When we return to the studio, the stage or the field we will be warriors after a hard fought battle, ready to fight and show all our scars were worth it.

2020, you took away the things that kept us so busy — school, extracurriculars, competitions and so much more. We felt stranded by you without anything to do or anywhere to go.

Little did we know you gave us the gift of time. Time to slow down and take a breath from the busy life we lived, time to destress from the downpour of assignments and tests, time to find new passions that allowed us to study and learn. During this time we learned so much about ourselves and found new hobbies that made us unique.

And during this time you gave us chaos and anger as Black Lives Matter took the United States by storm. We were angry and saddened as so many injustices came to light.

The anger so gave way to activism. Even if we couldn’t come together in person, we found ways to support and educate the community. We learned that it is always possible to come together and fight for what is right even if we cannot see each other.

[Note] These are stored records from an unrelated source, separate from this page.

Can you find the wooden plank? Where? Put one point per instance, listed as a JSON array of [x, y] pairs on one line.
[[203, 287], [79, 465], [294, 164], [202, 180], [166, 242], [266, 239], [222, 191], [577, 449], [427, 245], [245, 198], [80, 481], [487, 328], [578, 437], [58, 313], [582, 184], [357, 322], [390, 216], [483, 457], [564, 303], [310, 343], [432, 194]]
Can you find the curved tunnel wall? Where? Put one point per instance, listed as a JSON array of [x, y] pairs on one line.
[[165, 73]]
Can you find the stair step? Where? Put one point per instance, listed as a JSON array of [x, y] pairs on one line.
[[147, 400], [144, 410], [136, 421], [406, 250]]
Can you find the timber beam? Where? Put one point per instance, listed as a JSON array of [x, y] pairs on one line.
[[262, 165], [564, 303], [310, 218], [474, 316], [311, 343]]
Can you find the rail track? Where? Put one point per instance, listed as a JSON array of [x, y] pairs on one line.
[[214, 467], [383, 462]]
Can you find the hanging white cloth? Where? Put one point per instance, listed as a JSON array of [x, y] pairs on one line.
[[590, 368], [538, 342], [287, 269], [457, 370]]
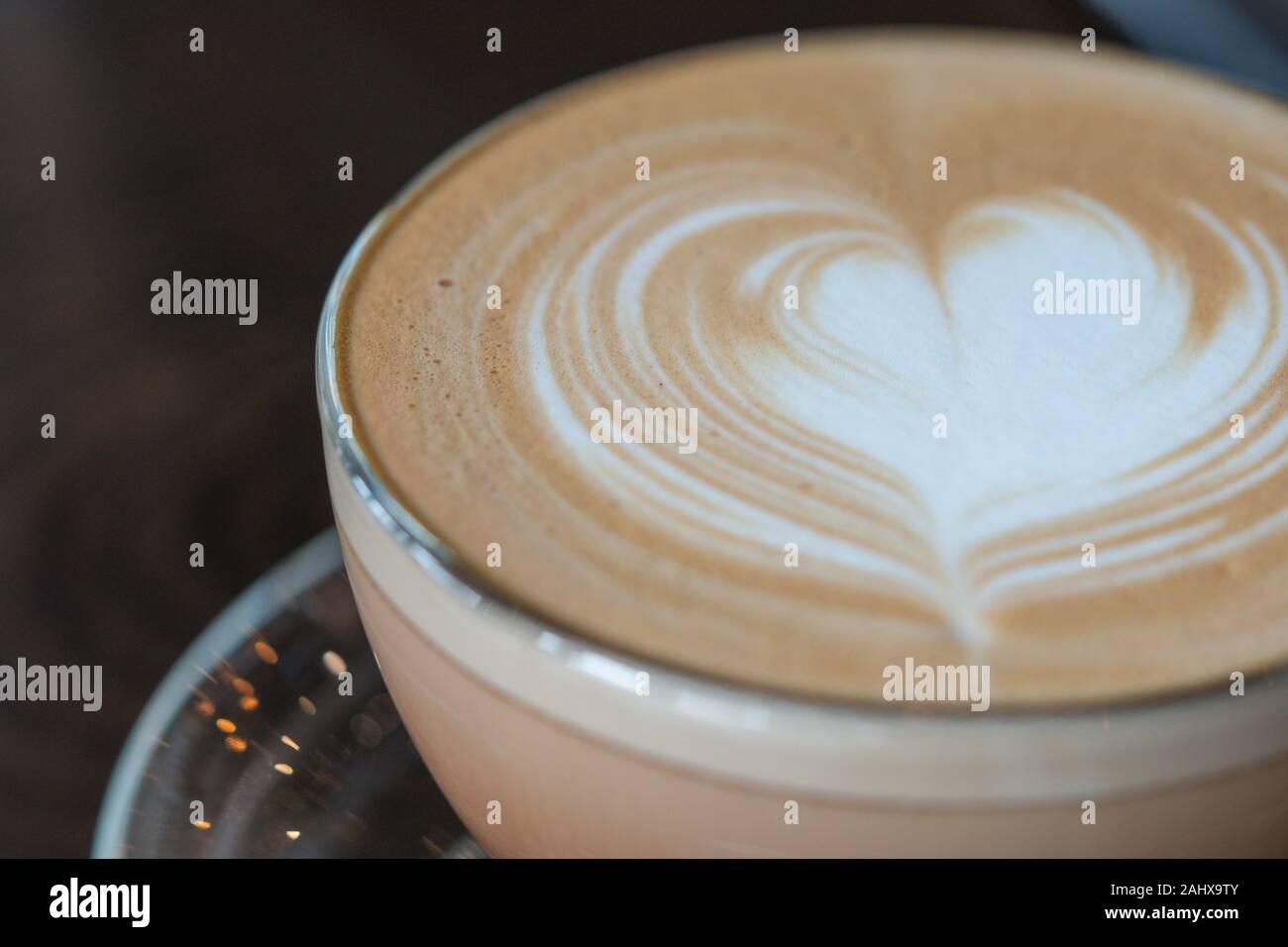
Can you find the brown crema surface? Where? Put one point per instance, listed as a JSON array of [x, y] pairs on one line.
[[938, 453]]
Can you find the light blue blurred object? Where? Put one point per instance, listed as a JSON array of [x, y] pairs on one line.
[[1244, 39]]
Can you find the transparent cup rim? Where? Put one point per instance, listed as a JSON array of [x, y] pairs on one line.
[[442, 565]]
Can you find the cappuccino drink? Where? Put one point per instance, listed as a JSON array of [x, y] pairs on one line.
[[875, 449]]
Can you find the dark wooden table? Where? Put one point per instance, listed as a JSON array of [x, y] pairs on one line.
[[176, 429]]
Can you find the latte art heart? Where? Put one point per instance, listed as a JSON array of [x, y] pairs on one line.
[[1093, 502]]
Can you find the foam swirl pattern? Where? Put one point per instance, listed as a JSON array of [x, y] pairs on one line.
[[815, 425]]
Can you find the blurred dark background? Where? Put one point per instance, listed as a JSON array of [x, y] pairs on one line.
[[179, 429]]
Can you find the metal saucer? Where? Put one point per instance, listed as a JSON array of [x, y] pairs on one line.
[[252, 746]]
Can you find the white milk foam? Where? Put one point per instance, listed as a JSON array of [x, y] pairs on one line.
[[816, 425]]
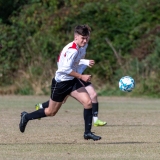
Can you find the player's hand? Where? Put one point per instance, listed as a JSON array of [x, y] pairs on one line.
[[86, 78], [91, 63]]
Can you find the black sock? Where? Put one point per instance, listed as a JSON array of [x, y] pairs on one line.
[[88, 120], [36, 114], [45, 104], [95, 109]]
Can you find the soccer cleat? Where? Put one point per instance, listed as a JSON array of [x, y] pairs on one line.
[[23, 122], [99, 123], [90, 135], [37, 107]]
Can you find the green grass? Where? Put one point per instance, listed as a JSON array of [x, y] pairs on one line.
[[132, 131]]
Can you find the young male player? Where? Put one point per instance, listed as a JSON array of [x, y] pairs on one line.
[[88, 86], [66, 82]]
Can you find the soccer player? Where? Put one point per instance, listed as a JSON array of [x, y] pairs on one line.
[[88, 86], [66, 83]]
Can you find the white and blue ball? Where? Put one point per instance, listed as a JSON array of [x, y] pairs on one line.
[[126, 84]]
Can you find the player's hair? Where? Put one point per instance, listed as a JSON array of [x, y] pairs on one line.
[[83, 30]]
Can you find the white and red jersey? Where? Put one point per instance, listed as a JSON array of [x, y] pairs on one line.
[[71, 59], [83, 62], [68, 61]]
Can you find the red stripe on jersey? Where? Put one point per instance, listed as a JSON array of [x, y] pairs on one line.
[[74, 46], [58, 57]]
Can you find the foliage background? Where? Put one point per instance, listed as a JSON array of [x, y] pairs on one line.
[[125, 40]]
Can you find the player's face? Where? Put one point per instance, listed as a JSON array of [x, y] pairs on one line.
[[81, 40]]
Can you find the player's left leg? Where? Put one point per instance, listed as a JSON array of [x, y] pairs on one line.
[[95, 105]]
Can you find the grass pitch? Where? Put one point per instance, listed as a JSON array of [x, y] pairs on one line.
[[132, 132]]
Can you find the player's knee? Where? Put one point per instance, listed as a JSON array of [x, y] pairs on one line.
[[94, 95], [51, 113], [88, 104]]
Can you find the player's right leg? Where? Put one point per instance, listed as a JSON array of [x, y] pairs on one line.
[[50, 111], [54, 105], [82, 96]]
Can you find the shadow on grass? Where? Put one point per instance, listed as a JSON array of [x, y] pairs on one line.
[[58, 143]]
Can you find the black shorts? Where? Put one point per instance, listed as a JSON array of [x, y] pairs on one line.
[[85, 83], [59, 90]]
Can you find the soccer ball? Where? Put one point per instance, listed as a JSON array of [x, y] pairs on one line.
[[126, 84]]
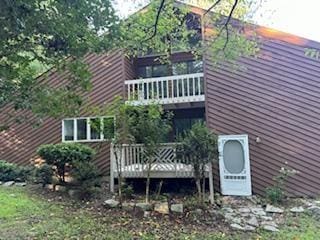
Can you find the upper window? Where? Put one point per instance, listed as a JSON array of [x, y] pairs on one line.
[[87, 129]]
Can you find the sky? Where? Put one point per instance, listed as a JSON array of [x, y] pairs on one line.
[[299, 17]]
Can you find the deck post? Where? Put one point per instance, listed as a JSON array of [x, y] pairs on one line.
[[211, 196], [112, 160]]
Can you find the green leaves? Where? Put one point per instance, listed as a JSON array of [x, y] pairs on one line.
[[36, 35]]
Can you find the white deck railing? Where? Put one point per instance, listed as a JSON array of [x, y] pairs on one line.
[[165, 163], [166, 90]]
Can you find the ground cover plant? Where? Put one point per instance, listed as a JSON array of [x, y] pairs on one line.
[[35, 213]]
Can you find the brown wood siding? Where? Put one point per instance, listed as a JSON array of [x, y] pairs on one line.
[[276, 97], [20, 142]]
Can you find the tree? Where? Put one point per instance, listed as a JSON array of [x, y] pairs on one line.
[[37, 35], [150, 126], [199, 148], [117, 133]]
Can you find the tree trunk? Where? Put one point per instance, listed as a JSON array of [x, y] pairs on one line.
[[198, 184], [148, 181]]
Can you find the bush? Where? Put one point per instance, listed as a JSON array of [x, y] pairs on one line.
[[44, 174], [14, 172], [87, 176], [63, 154], [8, 171], [276, 193]]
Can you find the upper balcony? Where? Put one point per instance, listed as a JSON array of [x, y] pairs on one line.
[[188, 88]]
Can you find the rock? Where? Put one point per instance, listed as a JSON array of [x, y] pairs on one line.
[[297, 210], [229, 216], [20, 184], [244, 210], [269, 223], [253, 221], [161, 208], [266, 218], [273, 209], [73, 193], [315, 210], [236, 220], [177, 208], [236, 226], [227, 209], [60, 188], [8, 184], [111, 203], [258, 211], [249, 228], [145, 206], [270, 228], [128, 206], [146, 214]]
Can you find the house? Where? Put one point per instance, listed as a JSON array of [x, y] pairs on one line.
[[267, 113]]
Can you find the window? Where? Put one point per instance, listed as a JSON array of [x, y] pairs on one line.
[[153, 71], [88, 129], [180, 68]]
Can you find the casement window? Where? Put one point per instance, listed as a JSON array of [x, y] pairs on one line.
[[87, 129]]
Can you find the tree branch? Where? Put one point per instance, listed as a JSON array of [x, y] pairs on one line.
[[212, 6], [155, 26]]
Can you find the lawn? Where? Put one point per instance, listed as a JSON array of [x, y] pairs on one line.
[[26, 213]]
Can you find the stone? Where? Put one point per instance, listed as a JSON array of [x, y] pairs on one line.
[[177, 208], [20, 184], [249, 228], [161, 208], [273, 209], [315, 210], [270, 228], [244, 210], [8, 184], [266, 218], [269, 223], [128, 206], [258, 211], [297, 210], [229, 216], [145, 206], [111, 203], [236, 220], [146, 214], [73, 193], [60, 188], [253, 221], [236, 226], [227, 209]]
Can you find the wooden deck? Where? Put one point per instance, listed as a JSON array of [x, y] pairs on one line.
[[165, 164]]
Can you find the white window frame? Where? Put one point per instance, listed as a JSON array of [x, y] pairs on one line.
[[75, 129]]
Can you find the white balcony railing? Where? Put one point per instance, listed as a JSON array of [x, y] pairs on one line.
[[166, 90]]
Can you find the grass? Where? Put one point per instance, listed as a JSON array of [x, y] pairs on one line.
[[26, 214]]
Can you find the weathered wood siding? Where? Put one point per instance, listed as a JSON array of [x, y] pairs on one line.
[[275, 97], [19, 143]]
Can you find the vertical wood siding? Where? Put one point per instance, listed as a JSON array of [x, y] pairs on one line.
[[20, 142], [276, 97]]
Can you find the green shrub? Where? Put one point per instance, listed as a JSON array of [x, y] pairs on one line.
[[127, 190], [14, 172], [63, 154], [8, 171], [276, 193], [86, 175], [44, 174]]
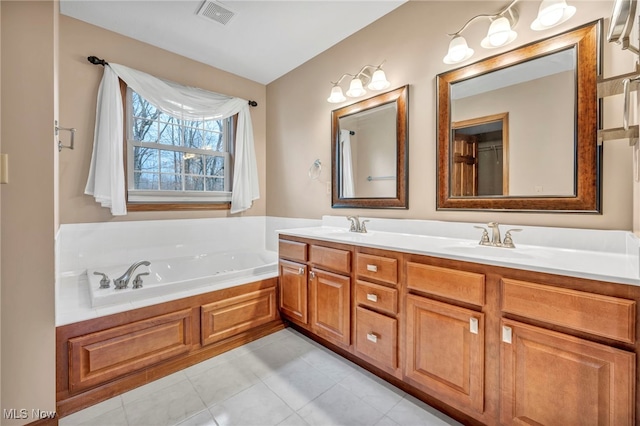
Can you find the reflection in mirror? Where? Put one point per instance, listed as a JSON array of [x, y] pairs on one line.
[[480, 149], [369, 156], [368, 153], [517, 131]]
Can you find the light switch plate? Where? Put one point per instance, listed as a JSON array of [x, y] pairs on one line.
[[4, 168]]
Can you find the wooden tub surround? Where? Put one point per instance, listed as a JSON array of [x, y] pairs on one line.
[[485, 344], [103, 357]]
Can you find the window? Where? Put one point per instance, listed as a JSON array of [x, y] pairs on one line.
[[173, 160]]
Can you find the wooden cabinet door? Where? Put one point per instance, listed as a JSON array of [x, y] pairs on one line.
[[550, 378], [330, 306], [292, 300], [445, 352]]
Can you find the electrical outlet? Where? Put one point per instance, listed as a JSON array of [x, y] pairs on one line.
[[4, 168]]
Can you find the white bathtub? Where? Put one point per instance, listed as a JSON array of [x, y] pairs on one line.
[[206, 272]]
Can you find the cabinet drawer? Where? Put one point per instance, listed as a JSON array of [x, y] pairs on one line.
[[229, 317], [105, 355], [462, 286], [604, 316], [377, 337], [378, 268], [377, 297], [330, 258], [292, 250]]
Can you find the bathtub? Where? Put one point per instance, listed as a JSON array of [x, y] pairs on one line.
[[205, 272]]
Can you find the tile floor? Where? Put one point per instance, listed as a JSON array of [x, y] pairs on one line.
[[282, 379]]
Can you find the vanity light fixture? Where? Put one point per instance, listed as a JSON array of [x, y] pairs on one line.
[[370, 75], [501, 33], [552, 13]]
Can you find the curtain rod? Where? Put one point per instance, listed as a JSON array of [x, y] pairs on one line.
[[97, 61]]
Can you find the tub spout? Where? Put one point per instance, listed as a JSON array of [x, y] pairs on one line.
[[123, 281]]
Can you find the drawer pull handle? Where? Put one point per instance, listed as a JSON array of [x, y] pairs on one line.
[[473, 325], [506, 334]]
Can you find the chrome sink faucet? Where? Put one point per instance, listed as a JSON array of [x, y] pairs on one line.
[[496, 240], [123, 281], [356, 225]]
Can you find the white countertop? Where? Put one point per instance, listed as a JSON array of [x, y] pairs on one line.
[[611, 266]]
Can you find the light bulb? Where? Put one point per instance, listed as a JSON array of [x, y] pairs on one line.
[[355, 88], [379, 81], [552, 13], [336, 95], [499, 34], [458, 51]]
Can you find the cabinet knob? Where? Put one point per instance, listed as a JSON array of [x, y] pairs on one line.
[[473, 325], [506, 334]]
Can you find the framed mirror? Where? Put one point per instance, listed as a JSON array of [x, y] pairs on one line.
[[518, 131], [369, 157]]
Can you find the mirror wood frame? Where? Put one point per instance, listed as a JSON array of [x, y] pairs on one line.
[[400, 97], [586, 199]]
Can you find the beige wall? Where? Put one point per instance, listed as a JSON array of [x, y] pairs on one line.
[[79, 81], [413, 41], [27, 230]]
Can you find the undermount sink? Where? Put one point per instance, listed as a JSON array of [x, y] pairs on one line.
[[487, 251]]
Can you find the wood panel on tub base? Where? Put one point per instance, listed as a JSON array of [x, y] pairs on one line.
[[104, 357]]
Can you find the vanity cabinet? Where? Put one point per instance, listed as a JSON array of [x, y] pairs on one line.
[[445, 343], [486, 344], [551, 377], [376, 309], [315, 288]]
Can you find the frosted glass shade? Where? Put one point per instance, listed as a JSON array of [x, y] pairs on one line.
[[379, 81], [458, 51], [355, 88], [552, 13], [336, 95], [499, 34]]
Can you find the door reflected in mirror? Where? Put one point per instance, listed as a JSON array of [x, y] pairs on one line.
[[518, 131], [369, 152], [480, 156]]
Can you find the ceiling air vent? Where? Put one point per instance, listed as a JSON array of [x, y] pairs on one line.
[[216, 12]]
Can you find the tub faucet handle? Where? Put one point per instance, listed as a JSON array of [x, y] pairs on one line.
[[104, 282], [137, 282], [484, 239], [508, 241]]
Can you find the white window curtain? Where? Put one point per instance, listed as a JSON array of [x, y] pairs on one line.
[[348, 184], [106, 180]]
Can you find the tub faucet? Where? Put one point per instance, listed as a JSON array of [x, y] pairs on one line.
[[356, 225], [123, 281], [496, 240]]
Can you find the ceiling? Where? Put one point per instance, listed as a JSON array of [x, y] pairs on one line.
[[262, 41]]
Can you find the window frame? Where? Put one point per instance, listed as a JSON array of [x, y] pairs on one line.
[[174, 204]]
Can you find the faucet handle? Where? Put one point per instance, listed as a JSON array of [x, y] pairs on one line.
[[508, 241], [137, 282], [104, 282], [484, 240]]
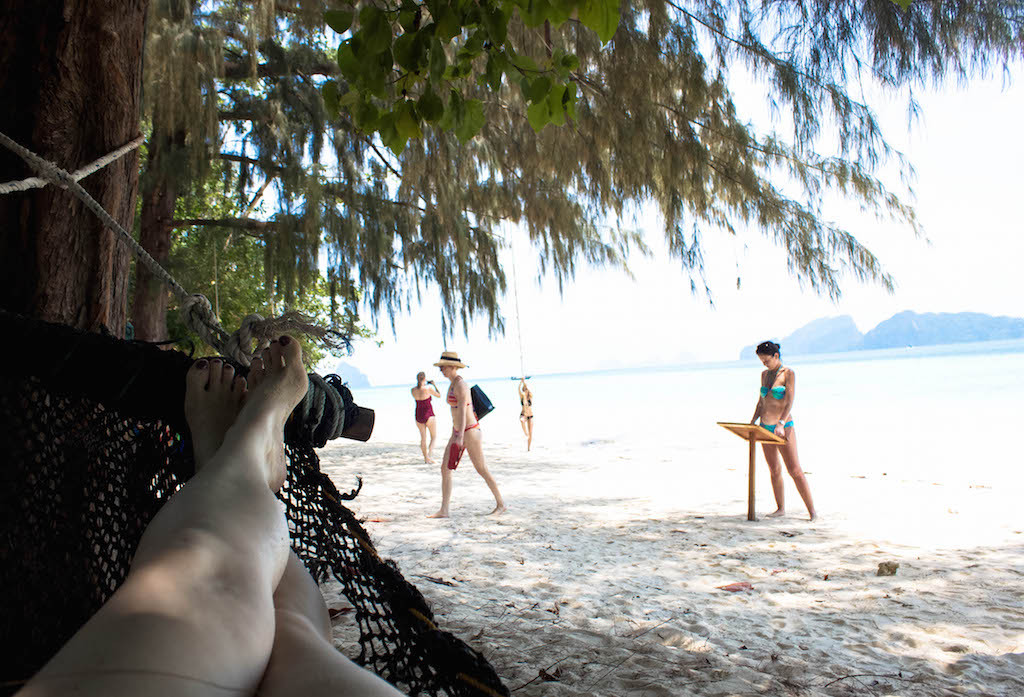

As COVID–19 continued, you gifted us more deaths, all wrapped up like Christmas gifts adorned with a little bow. First it was Chadwick Boseman, then Ruth Bader Ginsburg and finally Diego Maradona.

Each death was harder than the last as we mourned the passing of role models, fighters and idols. But their memory lives in what they did best from the screens to the courtroom to the pitch. They will always be honored as the greats that they were and their memory will be a blessing to all who remember.

We hoped you were done but you had one last surprise, this time with bonuses of fear and uncertainty. From the day of RBG’s death to the day the presidential election results were announced we watched and waited for any sign of hope.

Our hope was found in how we showed up. We educated, protested and most importantly voted. The turnout was the largest yet and the commitment to action was empowering.
You gave us all the setbacks you could, but we still found ways to rise.

Please know 2020, that we still hate you for everything you did and 2021, you better be much, much better.